As is sadly the fate of workhorse distilleries (Dalmunach produces 10 million litres per year), there is little focus on the malt itself. The owner so far has only released three official bottles, all in the rather unassuming Distillery Reserve Collection. These 50 cl bottles are only available at Chivas visitor centre locations, like The Glenlivet or Aberlour. Luckily, my dear friend Noortje from Whiskylifestyle sent me a sample of the Dalmunach that we taste today. I never saw the bottle itself, but on Whiskybase it says it’s the Inaugural Release. If so, they did not make much fuzz about it. I cannot see it mentioned on the bottle.
Since Pernord Ricard, the parent company of Chivas, also owns The Whisky Exchange these days, their release of The Wulver, a 6 years old Dalmunach, can now also be categorized as an official bottling. This bottle I do own, since I have a weak spot for Dalmunach, but here there is also no banter of it being an Inaugural or at least a rare first. I guess, Dalmunach is not granted an official launch bottling. Maybe that is telling for how it is regarded… just one of the ingredients for a blended whisky.
Dalmunach 2014 “Inaugural Release”, bottled at 64,5 % abv
Makeup: Filled into bottle on 5 June 2019, after being distilled on 22 October 2014, this is indeed the first official release of Dalmunach (and not the 59 % abv version from one year later, as mentioned in the Malt Whisky Yearbook). Matured in a first fill barrel number 1301909, resulting in 349 bottles in the 50 cl size. The distilling date is right after the commissioning of the distillery.
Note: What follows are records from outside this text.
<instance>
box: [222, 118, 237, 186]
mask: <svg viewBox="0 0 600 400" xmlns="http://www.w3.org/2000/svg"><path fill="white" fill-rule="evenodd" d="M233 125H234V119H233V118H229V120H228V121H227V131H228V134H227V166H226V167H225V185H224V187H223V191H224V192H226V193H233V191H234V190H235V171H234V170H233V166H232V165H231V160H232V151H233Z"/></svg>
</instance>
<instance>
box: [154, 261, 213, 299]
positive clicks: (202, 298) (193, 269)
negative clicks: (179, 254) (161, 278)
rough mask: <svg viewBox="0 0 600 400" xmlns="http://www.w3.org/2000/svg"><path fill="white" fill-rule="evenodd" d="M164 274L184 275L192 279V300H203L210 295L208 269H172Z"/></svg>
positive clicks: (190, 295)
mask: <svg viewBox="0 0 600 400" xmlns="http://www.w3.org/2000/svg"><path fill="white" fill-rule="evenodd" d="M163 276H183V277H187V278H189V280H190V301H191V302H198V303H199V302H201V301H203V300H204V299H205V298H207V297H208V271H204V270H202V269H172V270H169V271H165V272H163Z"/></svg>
General impressions: A typically pear and green apples influenced Speyside nose, which comes out of the glass quite easily at this strength. The glue that binds this whisky together is the obvious vanilla character. Makes for a fruity introduction. Taking a sip, it is not the suicidal experience that you would expect. It appears as a steaming hot apple pie straight out of the oven. Warm apple, with maybe a hint of wood spice posing as clove, and an overabundance of vanilla. All rather straightforward. We try to play with some water, but it is a delicate journey to perfection.
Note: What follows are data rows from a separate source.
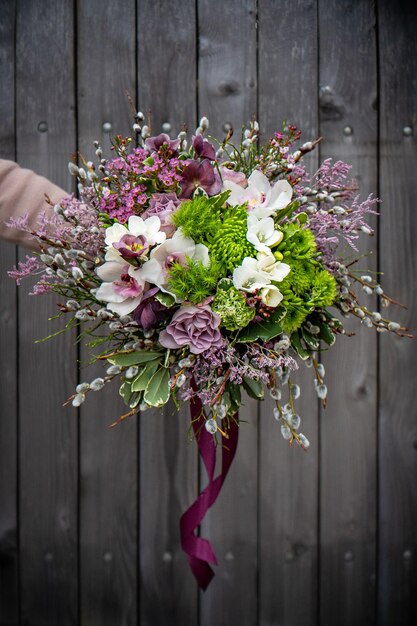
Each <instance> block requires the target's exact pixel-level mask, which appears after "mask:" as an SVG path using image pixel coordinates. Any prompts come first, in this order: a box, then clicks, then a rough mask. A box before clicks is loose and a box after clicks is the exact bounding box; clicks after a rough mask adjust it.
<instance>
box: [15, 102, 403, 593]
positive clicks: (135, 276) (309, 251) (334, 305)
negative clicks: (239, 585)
mask: <svg viewBox="0 0 417 626" xmlns="http://www.w3.org/2000/svg"><path fill="white" fill-rule="evenodd" d="M143 121H144V116H143V114H142V113H140V112H139V113H137V114H136V119H135V124H134V126H133V130H134V132H135V140H132V139H131V138H123V137H121V136H116V137H115V138H114V140H113V151H114V156H113V158H112V159H110V160H107V159H105V158H103V153H102V149H101V147H100V146H99V144H98V142H95V153H96V155H97V159H98V163H96V164H94V163H93V162H86V161H85V159H83V158H82V157H80V161H79V165H76V164H75V163H73V162H71V163H70V164H69V169H70V172H71V173H72V174H73V175H74V176H76V177H77V179H78V190H79V194H78V195H79V198H78V199H77V198H76V197H74V196H69V197H68V198H66V199H64V200H63V201H62V202H61V203H60V204H58V205H56V206H54V207H53V211H50V212H49V213H46V214H45V215H44V216H42V218H41V220H40V222H39V227H38V229H37V230H36V232H32V235H33V237H35V238H36V240H37V242H38V244H39V246H40V253H39V254H38V255H36V256H31V257H28V258H27V260H26V262H23V263H21V264H20V265H19V266H18V267H17V268H14V270H13V271H12V272H10V274H11V275H12V276H13V277H14V278H16V279H17V280H18V282H19V281H20V279H21V278H22V277H23V276H26V275H28V274H36V275H37V279H38V280H37V283H36V285H35V287H34V289H33V293H34V294H36V295H39V294H44V293H48V292H55V293H57V294H59V296H60V297H61V298H62V302H61V303H60V304H59V305H58V306H59V316H66V318H67V319H68V321H67V323H66V325H65V329H72V328H76V329H79V333H80V335H81V336H82V337H85V338H87V340H88V345H89V346H90V347H91V349H92V350H95V351H96V352H95V355H94V357H93V360H96V359H100V360H102V361H103V363H104V366H105V368H106V369H105V372H103V376H102V377H101V378H96V379H95V380H93V381H91V382H84V383H81V384H79V385H78V386H77V389H76V392H75V394H74V395H73V396H72V397H71V398H70V400H69V401H72V404H73V405H74V406H75V407H78V406H80V405H81V403H82V402H84V400H85V398H86V397H87V395H88V394H89V393H90V392H92V391H93V392H95V391H99V390H100V389H102V388H103V387H104V386H105V385H108V384H110V383H111V382H112V381H114V380H117V381H118V385H119V393H120V395H121V396H122V398H123V400H124V402H125V403H126V405H127V407H128V410H127V412H126V413H125V414H124V415H122V416H120V417H119V418H118V419H117V420H116V421H115V422H114V424H116V423H119V422H120V421H122V420H124V419H125V418H127V417H129V416H132V415H134V414H136V413H138V412H139V411H145V410H146V409H148V408H149V407H161V406H163V405H164V404H166V403H167V402H168V401H169V400H170V399H172V400H173V401H174V402H175V404H177V405H178V404H179V403H181V402H189V403H190V405H191V416H192V420H191V422H192V428H193V430H194V433H195V437H196V439H197V442H198V445H199V448H200V452H201V454H202V458H203V461H204V463H205V465H206V468H207V471H208V473H209V485H208V487H207V488H206V490H204V492H202V494H201V495H200V497H199V499H198V500H197V501H196V503H194V505H192V507H190V509H189V510H188V511H187V512H186V513H185V514H184V516H183V518H182V520H181V535H182V545H183V548H184V550H185V551H186V552H187V555H188V558H189V561H190V565H191V567H192V569H193V571H194V573H195V575H196V577H197V579H198V581H199V583H200V585H201V586H202V587H204V588H205V587H206V586H207V584H208V582H209V581H210V578H211V576H212V573H211V568H210V567H209V566H208V563H209V562H211V563H213V562H216V560H215V556H214V553H213V552H212V551H211V547H210V544H208V542H206V541H205V540H204V539H202V538H200V537H197V536H196V535H195V529H196V528H197V526H198V525H199V523H200V522H201V520H202V517H203V516H204V513H205V511H206V510H207V508H208V507H209V506H211V505H212V504H213V502H214V500H215V498H216V496H217V494H218V491H219V490H220V487H221V484H222V482H223V480H224V478H225V475H226V473H227V470H228V468H229V466H230V463H231V461H232V459H233V455H234V452H235V449H236V445H237V426H238V411H239V407H240V406H241V403H242V391H244V392H246V393H247V394H248V395H249V396H251V397H253V398H256V399H262V398H263V397H264V393H265V389H266V390H267V392H268V393H269V394H270V396H271V397H272V398H273V400H274V402H275V408H274V410H273V415H274V417H275V419H276V420H277V421H278V423H279V426H280V430H281V434H282V436H283V437H284V439H286V440H288V441H289V442H290V443H292V442H293V441H295V442H297V443H298V444H299V445H300V446H301V447H302V448H304V449H306V448H308V446H309V441H308V439H307V438H306V436H305V435H303V434H302V433H301V432H300V431H299V428H300V421H301V419H300V416H299V415H298V413H297V411H296V406H295V405H296V400H297V398H298V397H299V395H300V388H299V386H298V385H297V384H295V383H294V382H293V381H292V378H291V375H292V372H293V371H294V370H296V369H297V368H298V367H299V365H300V364H301V363H305V364H306V365H309V366H312V370H313V372H314V385H315V388H316V391H317V395H318V397H319V398H320V399H321V400H322V401H323V403H325V402H326V396H327V388H326V385H325V383H324V367H323V365H322V364H321V363H320V361H319V358H318V355H319V353H320V349H321V347H322V346H326V347H328V346H332V345H333V344H334V343H335V340H336V337H337V335H340V334H344V329H343V323H342V321H343V318H345V317H348V316H354V317H356V318H358V320H359V321H360V323H361V324H362V325H363V326H367V327H374V328H376V330H377V331H378V332H385V331H392V332H393V333H395V334H397V335H406V334H407V329H405V328H403V327H401V326H400V325H399V324H398V323H396V322H393V321H390V320H389V319H387V317H386V316H385V315H384V314H383V311H384V310H385V309H386V306H388V305H389V304H390V303H391V302H393V300H392V299H391V298H390V297H389V296H387V295H386V294H384V293H383V290H382V288H381V286H380V284H379V282H378V281H377V280H376V279H375V278H374V277H373V276H372V274H371V273H363V272H361V271H357V270H356V269H355V263H356V261H357V259H358V256H359V255H358V254H357V246H356V242H357V239H358V237H359V236H360V235H361V234H365V235H371V234H372V229H371V227H370V226H369V224H368V223H367V221H366V219H367V217H368V216H369V215H371V214H373V213H375V212H376V211H375V208H376V204H377V199H376V198H375V197H373V196H369V197H368V198H366V199H365V200H362V201H360V200H359V197H358V195H357V194H356V186H355V184H354V183H352V182H351V181H349V180H348V175H349V169H350V168H349V166H348V165H346V164H345V163H342V162H340V161H338V162H335V163H333V162H332V161H331V160H330V159H327V160H325V161H324V162H323V164H322V165H321V166H320V168H319V169H318V171H317V172H316V173H315V174H314V175H312V176H311V177H309V176H308V174H307V172H306V169H305V167H304V166H303V164H302V157H303V155H304V154H306V153H308V152H310V151H311V150H313V149H314V147H315V146H316V145H317V143H318V142H319V140H316V141H312V142H308V143H304V144H303V145H301V146H300V147H298V148H296V147H294V144H296V145H297V144H298V142H299V138H300V132H299V131H298V130H297V129H296V128H295V127H294V126H291V125H285V126H284V127H283V130H282V131H280V132H276V133H275V134H274V136H273V137H272V138H270V139H269V140H268V141H267V142H266V143H265V145H263V146H261V145H260V141H259V125H258V123H257V122H256V121H252V122H251V123H250V125H249V127H248V128H243V129H242V133H241V137H240V138H239V140H238V141H237V142H234V140H233V132H232V131H229V132H228V133H227V136H226V137H224V139H223V140H222V141H220V142H217V141H215V140H214V139H212V138H210V137H209V138H206V137H207V131H208V127H209V122H208V120H207V118H205V117H203V118H202V119H201V120H200V124H199V127H198V128H197V130H196V131H195V134H194V135H193V136H192V138H191V140H189V138H188V136H187V132H186V129H185V128H184V129H183V130H182V131H181V132H180V133H179V135H178V137H177V138H176V139H171V138H170V137H169V136H168V135H167V134H160V135H158V136H154V137H151V136H150V129H149V124H148V125H146V124H144V123H143ZM10 225H11V226H13V227H18V228H21V229H24V230H28V226H27V222H26V221H25V219H19V220H17V221H16V220H14V221H12V222H11V224H10ZM375 293H376V294H378V295H380V296H381V303H382V307H383V308H382V309H381V311H382V312H379V311H376V310H372V307H371V308H368V307H367V306H366V305H365V304H363V303H362V302H361V301H360V298H359V294H360V295H363V294H365V295H366V294H369V295H371V294H375ZM216 442H218V443H221V444H222V446H221V447H222V456H223V466H222V472H221V475H220V476H219V477H218V478H217V479H215V478H214V463H213V455H214V454H215V443H216ZM193 507H194V508H193Z"/></svg>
Some yellow fruits emerge, but also a nice grassy character. The malt component shines bright. I have tasted similar styles from sister- and brother workhorses like Glentauchers, Miltonduff and Glenburgie.
Conclusion: A typical Speyside blend component that shines perfectly fine on its own too. Dalmunach stands up nice to exotic wood treatment, which I have tased with some independent bottlers. This naked version gives us the distillery character. It is bright, strong, fruity and pleasant.